One other feature of Champions of Norrath that sets it apart from the Baldur's Gate: Dark Alliance series is the weapon and armor customization system. Simpler and more accessible than the Dark Alliance II system, it involves adding gemstones acquired by defeating monsters into one of the four available slots of a piece of equipment. The effects range from simply boosting an attribute by a few points to increasing attack speed or critical hit rate.
One major flaw with the title, at least for players with older PS2s, is that Champions comes on a dual-layered DVD, meaning that for old systems with dirty laser lenses or other tracking problems the game will occasionally have difficulty loading and may have graphical glitches. If encountered, this problem can usually be solved by opening up the PS2 (and thus voiding any warranty it may be under) and cleaning off the lens. Most players shouldn't have any problems unless their system was purchased at launch.
Since Dark Alliance, Snowblind has updated the graphics engine for Champions and the results are a noticeable improvement in quality. As players travel through the world of Norrath, multiple environments are encountered ranging from tropical beaches to underground lava fields, all of which look stunning. There are also a number of nice lighting effects in the environment and particle effects during spell casting. Player and creature character models are also intricately detailed, and in one player mode it is possible to zoom in on these features to really appreciate them. Sound effects and voice acting are adequate, while not standing out as anything spectacular. The music of Champions of Norrath, however, is excellent. Featuring an orchestral score, many of the pieces really stand out, including a rousing piece full of drums and chanting encountered early in the game which is reminiscent of The Lord of the Rings.
As previously mentioned, the difficulty of Champions is highly variable, depending on how many players are adventuring together. A single player game can be quite difficult at times, as enemies tend to be found in large groups and have reasonably intelligent AI. Two players make the game a little easier, but occasional problems might be encountered. Three or four players will make the game absurdly easy for the most part, save for the occasional boss encounter. To help overcome this problem, multiple difficulty levels are available including Adventurous, Courageous (unlocked by beating Adventurous), and Champion (unlocked by beating Courageous). Individually, each mode requires about 15-20 hours to complete.

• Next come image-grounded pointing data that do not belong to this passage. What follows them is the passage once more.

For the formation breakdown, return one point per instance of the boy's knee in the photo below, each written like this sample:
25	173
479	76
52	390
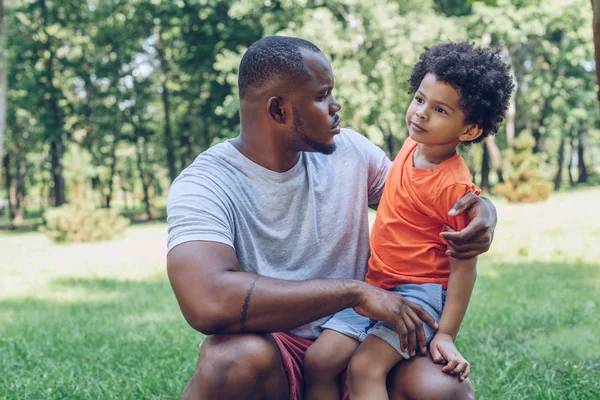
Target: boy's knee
362	366
317	365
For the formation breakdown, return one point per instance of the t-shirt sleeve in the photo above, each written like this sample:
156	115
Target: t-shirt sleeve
448	197
197	209
378	166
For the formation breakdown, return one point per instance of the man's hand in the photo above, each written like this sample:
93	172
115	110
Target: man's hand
443	351
406	316
477	237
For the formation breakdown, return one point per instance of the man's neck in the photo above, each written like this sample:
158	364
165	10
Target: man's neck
266	151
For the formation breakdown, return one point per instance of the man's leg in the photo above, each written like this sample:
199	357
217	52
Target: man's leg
245	366
421	378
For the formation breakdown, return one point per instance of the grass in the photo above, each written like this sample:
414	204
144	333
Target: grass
99	320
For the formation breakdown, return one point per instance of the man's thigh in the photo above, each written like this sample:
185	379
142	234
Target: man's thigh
421	378
243	366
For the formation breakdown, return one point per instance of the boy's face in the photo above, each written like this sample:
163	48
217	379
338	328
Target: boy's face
434	116
315	118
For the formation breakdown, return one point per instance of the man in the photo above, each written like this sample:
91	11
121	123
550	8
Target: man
268	233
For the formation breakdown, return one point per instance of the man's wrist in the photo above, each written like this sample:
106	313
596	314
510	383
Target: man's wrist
355	290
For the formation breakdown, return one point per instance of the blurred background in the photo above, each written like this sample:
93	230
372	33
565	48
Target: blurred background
104	102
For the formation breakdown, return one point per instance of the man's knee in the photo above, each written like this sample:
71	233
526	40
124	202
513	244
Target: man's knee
236	360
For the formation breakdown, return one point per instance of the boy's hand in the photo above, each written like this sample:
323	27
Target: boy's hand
443	351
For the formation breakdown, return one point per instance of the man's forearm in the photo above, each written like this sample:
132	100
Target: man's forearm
243	302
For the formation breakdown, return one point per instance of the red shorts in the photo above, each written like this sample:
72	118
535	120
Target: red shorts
292	349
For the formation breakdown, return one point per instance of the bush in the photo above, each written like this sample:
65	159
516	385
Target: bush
83	223
524	183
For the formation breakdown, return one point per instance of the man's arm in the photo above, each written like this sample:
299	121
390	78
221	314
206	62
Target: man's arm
477	237
215	297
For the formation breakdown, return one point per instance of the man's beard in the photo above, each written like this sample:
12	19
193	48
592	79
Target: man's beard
301	133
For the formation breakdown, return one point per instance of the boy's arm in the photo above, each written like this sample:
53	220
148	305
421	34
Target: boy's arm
458	294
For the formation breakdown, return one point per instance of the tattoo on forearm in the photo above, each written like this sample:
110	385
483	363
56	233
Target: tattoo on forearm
246	302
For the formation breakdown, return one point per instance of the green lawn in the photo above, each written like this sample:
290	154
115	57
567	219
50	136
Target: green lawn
99	320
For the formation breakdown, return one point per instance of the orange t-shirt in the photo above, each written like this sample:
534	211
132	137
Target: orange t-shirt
405	243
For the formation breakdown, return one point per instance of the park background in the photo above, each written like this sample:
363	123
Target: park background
104	102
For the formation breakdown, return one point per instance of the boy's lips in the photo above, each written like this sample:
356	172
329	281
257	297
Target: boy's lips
419	127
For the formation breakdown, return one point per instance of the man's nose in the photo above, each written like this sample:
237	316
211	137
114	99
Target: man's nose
335	106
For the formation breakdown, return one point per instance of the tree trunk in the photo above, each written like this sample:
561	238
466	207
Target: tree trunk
485	171
55	124
471	163
140	164
3	88
495	156
166	106
20	190
583	175
596	27
9	189
561	160
113	169
571	165
510	122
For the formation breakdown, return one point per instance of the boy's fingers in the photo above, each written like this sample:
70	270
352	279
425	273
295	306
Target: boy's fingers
435	355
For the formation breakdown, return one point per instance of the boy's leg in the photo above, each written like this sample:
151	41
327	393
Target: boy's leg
420	378
325	359
369	368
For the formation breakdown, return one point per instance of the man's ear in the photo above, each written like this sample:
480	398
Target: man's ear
276	109
471	133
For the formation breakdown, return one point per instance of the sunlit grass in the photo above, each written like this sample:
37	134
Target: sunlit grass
100	321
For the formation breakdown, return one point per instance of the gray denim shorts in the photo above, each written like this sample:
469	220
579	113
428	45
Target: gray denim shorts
429	296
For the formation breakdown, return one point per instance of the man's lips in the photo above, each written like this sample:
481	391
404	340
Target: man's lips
336	122
419	127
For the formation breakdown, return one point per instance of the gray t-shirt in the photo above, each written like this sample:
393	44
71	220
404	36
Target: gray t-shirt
310	222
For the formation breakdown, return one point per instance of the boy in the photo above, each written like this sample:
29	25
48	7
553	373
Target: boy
461	95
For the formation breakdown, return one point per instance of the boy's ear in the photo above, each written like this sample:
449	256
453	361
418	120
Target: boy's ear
471	133
276	109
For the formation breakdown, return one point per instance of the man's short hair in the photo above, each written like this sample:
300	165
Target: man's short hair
273	57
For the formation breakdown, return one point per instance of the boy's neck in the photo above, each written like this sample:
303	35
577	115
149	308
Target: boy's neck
429	157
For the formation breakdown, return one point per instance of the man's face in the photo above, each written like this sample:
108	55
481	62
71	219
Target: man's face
434	116
315	119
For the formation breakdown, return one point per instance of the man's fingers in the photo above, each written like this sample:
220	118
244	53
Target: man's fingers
452	363
419	331
464	236
423	315
411	334
463	256
402	333
465	374
466	202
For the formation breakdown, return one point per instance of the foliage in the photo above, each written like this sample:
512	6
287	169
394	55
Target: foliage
111	304
524	183
83	223
143	87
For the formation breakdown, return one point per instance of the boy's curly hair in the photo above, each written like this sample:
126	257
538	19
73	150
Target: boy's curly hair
482	79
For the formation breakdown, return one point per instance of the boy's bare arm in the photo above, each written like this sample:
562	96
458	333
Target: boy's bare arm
458	294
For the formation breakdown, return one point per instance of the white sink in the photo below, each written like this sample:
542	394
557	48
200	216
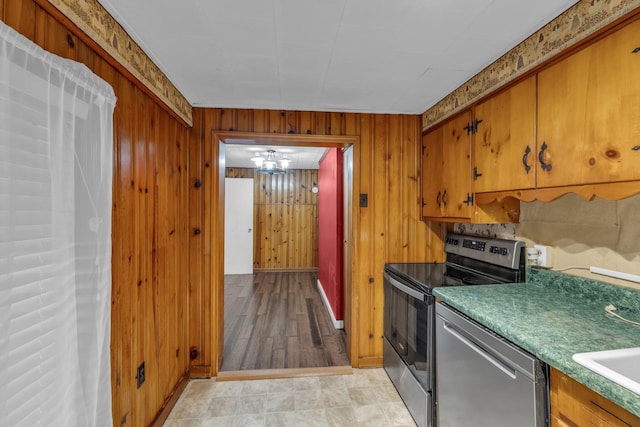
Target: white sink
620	366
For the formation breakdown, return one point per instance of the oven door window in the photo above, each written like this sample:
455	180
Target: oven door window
408	329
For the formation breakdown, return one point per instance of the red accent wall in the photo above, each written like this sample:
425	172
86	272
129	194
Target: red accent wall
330	223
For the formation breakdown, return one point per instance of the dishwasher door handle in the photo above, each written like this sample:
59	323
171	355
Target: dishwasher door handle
504	367
405	289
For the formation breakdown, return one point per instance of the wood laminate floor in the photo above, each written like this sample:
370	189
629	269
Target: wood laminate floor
276	321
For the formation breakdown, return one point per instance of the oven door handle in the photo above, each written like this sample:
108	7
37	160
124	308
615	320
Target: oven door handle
491	358
406	289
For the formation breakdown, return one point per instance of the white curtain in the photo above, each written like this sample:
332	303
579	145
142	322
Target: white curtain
55	239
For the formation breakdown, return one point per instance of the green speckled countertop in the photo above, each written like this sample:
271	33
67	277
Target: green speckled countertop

Despite a few flaws, including glitchy graphics and low multiplayer-mode difficulty, Champions of Norrath stands out as arguably the best entry into the hack-and-slash fantasy genre to date. For players looking for a fun multiplayer experience, Champions is one of the best options available. Hopefully, the few problems it has will be fixed for the upcoming sequel, Champions: Return to Arms, which is scheduled for release in early 2005.